Ao longo dos anos, percebi que candidatos maduros não são os que apresentam uma lista impecável de qualidades. São os que conseguem falar de si sem exagero e sem fugir do que ainda precisam desenvolver.
Como escolher um ponto forte
Escolha algo relevante para o trabalho e que possa ser demonstrado por um caso concreto. Organização, negociação, atenção a detalhes, comunicação, capacidade analítica e relacionamento são exemplos possíveis, desde que existam fatos por trás.
Estruture assim: característica, situação e impacto. Exemplo: “Um ponto forte é a capacidade de organizar demandas simultâneas. Na minha última função, eu acompanhava pedidos de três unidades e criei uma rotina de prioridade e conferência que reduziu atrasos no fechamento.”
Não precisa transformar a resposta em propaganda. A credibilidade está no exemplo.
Como escolher um ponto de desenvolvimento
Escolha uma dificuldade real, mas sobre a qual você já tenha consciência e ação. Evite algo que seja requisito central e ainda esteja completamente fora de controle. Para uma vaga de liderança, por exemplo, dizer que não consegue conversar com pessoas ou dar feedback exige uma explicação muito consistente.
Uma resposta madura tem três partes:
- qual é a dificuldade;
- em que situação ela aparece;
- o que você está fazendo para melhorar.
Exemplo: “Eu tinha dificuldade de delegar quando o prazo estava apertado, porque achava que seria mais rápido resolver sozinha. Percebi que isso concentrava a operação e comecei a alinhar entregas com antecedência, definir checkpoints e acompanhar sem retomar a tarefa.”
Respostas que costumam soar artificiais
“Sou perfeccionista”, “trabalho demais” e “sou exigente comigo” ficaram conhecidas como defeitos disfarçados de qualidade. Elas não são proibidas, mas precisam ser verdadeiras e bem explicadas. Caso contrário, parecem uma tentativa de escapar da pergunta.

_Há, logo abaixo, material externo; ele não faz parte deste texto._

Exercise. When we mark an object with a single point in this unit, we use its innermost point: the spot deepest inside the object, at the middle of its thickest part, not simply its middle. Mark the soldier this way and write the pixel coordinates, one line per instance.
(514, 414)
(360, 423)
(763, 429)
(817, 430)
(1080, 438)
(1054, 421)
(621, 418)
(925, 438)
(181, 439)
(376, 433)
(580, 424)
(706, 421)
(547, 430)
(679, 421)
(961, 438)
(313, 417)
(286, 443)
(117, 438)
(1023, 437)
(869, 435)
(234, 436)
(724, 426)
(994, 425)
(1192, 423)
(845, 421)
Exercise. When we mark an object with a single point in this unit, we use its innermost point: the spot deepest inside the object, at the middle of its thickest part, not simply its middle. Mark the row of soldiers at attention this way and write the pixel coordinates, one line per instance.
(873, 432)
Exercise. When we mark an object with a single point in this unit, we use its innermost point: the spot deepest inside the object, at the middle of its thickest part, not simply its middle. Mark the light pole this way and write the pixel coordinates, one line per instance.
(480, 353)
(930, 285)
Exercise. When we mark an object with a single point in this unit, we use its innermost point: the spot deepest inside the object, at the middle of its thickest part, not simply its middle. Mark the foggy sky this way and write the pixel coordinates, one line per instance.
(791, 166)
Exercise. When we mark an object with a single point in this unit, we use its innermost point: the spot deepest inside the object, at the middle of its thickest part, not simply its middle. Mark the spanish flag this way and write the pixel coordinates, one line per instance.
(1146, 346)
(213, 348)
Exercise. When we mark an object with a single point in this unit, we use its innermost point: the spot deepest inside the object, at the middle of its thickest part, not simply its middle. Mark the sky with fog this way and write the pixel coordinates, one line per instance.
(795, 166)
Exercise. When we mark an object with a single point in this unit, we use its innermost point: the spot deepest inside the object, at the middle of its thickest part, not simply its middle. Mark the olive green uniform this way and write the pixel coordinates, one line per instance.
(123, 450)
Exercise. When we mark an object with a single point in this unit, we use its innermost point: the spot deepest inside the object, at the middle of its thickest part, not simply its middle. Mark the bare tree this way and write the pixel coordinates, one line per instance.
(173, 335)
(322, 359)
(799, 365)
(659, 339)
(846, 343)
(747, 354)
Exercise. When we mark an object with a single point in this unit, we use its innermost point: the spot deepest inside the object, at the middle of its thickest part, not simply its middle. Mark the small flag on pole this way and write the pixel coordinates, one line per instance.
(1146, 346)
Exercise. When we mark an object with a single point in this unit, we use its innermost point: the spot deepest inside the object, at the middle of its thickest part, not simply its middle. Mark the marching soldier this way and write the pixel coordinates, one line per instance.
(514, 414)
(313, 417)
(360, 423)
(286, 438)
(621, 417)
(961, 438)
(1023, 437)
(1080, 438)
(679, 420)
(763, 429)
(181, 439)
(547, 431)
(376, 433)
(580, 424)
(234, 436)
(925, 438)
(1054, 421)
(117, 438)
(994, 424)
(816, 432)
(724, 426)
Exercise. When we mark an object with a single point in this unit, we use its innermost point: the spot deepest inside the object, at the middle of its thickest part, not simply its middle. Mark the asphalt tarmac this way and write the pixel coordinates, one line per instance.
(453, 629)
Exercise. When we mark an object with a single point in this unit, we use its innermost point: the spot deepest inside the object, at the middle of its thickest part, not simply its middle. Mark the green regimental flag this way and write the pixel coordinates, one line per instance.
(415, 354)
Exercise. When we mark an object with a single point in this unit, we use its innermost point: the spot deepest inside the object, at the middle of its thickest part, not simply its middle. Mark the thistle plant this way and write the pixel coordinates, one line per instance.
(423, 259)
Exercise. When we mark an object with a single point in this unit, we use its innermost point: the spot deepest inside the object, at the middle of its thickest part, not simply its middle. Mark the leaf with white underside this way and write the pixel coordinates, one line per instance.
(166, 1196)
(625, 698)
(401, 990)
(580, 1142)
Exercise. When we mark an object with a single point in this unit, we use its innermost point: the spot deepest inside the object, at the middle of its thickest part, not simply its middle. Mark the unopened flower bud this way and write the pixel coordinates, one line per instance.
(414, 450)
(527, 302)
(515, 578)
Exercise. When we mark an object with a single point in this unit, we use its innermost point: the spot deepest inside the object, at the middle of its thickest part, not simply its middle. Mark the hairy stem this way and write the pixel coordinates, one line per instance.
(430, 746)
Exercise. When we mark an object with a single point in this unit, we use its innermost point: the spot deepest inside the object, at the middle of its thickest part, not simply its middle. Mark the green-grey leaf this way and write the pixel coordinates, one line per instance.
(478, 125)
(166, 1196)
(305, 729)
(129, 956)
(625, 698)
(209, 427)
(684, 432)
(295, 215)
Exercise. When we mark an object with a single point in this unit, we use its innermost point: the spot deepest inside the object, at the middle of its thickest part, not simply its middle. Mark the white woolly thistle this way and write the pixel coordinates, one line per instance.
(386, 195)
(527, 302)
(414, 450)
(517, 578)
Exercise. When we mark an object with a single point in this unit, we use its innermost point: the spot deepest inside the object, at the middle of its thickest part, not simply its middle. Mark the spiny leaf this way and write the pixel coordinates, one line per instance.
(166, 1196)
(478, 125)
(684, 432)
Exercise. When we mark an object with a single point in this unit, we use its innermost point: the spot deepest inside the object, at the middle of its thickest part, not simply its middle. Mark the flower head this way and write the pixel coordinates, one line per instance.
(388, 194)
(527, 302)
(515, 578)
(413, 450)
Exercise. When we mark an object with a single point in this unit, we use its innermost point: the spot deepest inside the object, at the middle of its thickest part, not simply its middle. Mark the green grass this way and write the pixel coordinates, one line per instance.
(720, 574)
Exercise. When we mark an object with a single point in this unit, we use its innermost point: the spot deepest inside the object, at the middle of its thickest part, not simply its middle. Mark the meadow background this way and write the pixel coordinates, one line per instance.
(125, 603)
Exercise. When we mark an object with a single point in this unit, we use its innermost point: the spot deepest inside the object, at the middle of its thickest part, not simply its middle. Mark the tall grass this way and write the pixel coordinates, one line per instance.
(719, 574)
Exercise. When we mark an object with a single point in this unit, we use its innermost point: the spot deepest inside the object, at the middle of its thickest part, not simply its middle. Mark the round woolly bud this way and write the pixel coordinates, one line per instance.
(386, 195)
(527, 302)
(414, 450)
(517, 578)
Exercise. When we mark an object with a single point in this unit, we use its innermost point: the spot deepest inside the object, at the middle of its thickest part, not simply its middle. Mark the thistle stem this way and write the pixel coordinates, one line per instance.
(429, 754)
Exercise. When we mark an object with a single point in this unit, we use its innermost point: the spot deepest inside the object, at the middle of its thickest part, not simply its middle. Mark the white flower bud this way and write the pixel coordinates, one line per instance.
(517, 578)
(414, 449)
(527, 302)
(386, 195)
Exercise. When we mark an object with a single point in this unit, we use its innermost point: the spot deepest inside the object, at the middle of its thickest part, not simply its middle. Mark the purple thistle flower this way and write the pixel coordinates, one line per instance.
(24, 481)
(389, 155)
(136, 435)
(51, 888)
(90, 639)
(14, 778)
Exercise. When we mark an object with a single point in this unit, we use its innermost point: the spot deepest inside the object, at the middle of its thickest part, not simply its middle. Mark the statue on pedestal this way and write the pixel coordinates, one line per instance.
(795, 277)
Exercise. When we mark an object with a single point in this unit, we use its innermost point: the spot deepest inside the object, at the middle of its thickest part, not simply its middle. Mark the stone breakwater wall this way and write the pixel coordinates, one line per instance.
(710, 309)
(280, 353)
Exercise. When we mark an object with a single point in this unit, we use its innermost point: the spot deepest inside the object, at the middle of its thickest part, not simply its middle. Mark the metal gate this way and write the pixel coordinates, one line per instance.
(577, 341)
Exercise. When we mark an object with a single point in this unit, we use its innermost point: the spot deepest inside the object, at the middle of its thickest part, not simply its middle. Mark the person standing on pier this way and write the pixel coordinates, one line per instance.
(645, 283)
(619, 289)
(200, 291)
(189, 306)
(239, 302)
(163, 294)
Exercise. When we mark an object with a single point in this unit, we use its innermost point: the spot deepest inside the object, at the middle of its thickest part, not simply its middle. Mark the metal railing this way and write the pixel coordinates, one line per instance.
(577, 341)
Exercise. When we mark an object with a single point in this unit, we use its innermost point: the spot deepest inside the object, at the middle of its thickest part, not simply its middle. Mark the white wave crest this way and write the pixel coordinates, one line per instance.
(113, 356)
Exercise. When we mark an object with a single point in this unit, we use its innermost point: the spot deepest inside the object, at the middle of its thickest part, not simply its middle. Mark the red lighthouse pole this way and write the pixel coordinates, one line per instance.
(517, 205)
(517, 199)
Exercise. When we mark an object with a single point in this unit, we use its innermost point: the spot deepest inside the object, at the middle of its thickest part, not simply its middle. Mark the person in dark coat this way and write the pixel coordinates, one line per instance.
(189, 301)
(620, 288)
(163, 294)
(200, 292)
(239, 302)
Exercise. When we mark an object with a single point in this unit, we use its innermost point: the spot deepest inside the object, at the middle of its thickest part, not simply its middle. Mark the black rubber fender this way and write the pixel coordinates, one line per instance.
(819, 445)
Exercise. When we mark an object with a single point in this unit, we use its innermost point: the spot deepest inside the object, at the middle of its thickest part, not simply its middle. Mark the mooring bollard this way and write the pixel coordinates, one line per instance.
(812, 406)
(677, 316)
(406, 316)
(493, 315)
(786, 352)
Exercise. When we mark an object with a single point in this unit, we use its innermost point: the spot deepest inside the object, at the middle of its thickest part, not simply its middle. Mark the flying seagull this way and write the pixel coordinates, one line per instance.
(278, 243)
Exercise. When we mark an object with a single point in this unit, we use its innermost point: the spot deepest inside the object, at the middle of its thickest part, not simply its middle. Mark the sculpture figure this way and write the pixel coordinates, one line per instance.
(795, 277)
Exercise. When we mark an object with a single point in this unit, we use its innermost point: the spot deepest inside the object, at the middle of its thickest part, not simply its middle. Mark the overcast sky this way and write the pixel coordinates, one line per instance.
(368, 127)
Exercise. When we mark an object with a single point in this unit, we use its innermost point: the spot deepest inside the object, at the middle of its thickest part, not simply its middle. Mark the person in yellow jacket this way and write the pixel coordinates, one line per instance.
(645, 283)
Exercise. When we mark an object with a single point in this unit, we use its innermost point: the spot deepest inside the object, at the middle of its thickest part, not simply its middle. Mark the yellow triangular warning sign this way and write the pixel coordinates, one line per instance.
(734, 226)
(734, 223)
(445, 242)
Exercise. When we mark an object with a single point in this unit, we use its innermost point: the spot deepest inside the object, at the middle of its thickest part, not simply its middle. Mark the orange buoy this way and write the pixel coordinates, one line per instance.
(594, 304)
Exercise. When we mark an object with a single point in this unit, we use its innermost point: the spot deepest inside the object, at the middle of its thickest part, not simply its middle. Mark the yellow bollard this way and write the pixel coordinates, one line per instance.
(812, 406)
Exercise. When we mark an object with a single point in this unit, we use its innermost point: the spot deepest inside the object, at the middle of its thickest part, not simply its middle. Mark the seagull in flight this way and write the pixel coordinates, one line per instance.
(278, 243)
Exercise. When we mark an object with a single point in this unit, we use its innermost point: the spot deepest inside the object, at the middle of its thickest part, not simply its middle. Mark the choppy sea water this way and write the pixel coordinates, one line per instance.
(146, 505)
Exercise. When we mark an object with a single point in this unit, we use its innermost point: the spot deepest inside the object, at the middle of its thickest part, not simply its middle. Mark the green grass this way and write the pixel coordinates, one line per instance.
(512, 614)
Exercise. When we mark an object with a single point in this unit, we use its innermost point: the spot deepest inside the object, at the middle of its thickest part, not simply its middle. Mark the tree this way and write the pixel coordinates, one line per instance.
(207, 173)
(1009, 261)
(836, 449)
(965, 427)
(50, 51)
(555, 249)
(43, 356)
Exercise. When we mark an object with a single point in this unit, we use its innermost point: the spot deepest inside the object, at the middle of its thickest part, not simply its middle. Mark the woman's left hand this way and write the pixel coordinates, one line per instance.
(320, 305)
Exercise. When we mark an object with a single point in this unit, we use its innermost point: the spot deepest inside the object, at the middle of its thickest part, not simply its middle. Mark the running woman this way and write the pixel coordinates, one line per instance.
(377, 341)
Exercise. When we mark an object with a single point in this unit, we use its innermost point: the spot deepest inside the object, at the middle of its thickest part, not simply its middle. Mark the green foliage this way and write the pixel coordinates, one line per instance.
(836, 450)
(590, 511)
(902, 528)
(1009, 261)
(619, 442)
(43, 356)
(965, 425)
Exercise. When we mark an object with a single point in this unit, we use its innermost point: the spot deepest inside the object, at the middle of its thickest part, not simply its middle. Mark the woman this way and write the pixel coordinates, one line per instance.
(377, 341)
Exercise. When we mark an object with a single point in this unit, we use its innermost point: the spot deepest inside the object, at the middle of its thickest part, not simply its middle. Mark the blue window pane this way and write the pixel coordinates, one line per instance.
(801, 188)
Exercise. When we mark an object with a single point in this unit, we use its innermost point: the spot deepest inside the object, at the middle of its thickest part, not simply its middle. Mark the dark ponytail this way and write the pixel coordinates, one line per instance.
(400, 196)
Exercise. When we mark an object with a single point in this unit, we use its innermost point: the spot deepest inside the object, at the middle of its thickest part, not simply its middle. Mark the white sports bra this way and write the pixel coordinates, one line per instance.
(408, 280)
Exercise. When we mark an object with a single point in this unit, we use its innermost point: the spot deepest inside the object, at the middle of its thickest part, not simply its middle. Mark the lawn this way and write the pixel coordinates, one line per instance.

Também evite dizer “não tenho ponto fraco”. Além de pouco crível, isso demonstra baixa capacidade de autocrítica.
Não exponha mais do que a pergunta exige
Fale de comportamento profissional. Não é necessário entrar em questões íntimas, diagnósticos ou experiências pessoais que não tenham relação direta com o trabalho. A entrevista não é espaço de terapia.
Exemplos de pontos de desenvolvimento bem formulados
- Apresentação em público: “Em reuniões grandes, eu costumava falar pouco. Passei a preparar meus dados com antecedência e me comprometer a apresentar ao menos um ponto.”
- Priorização: “Eu aceitava demandas sem negociar prazo. Hoje confirmo prioridade e impacto antes de assumir.”
- Feedback: “Eu adiava conversas difíceis. Comecei a registrar fatos e fazer o alinhamento mais próximo do ocorrido.”
- Conhecimento técnico: “Ainda não domino a ferramenta X, mas concluí o curso básico e estou praticando em um projeto próprio.”
O que o recrutador observa além da resposta
Ele observa se você fica defensivo, se culpa outras pessoas, se consegue explicar mudança de comportamento e se há coerência entre o ponto citado e o restante da entrevista.
Autoconhecimento profissional não é saber nomear defeitos. É reconhecer padrões e assumir responsabilidade pelo que faz com eles.
Uma resposta simples, verdadeira e acompanhada de ação costuma ser muito mais forte do que uma frase sofisticada.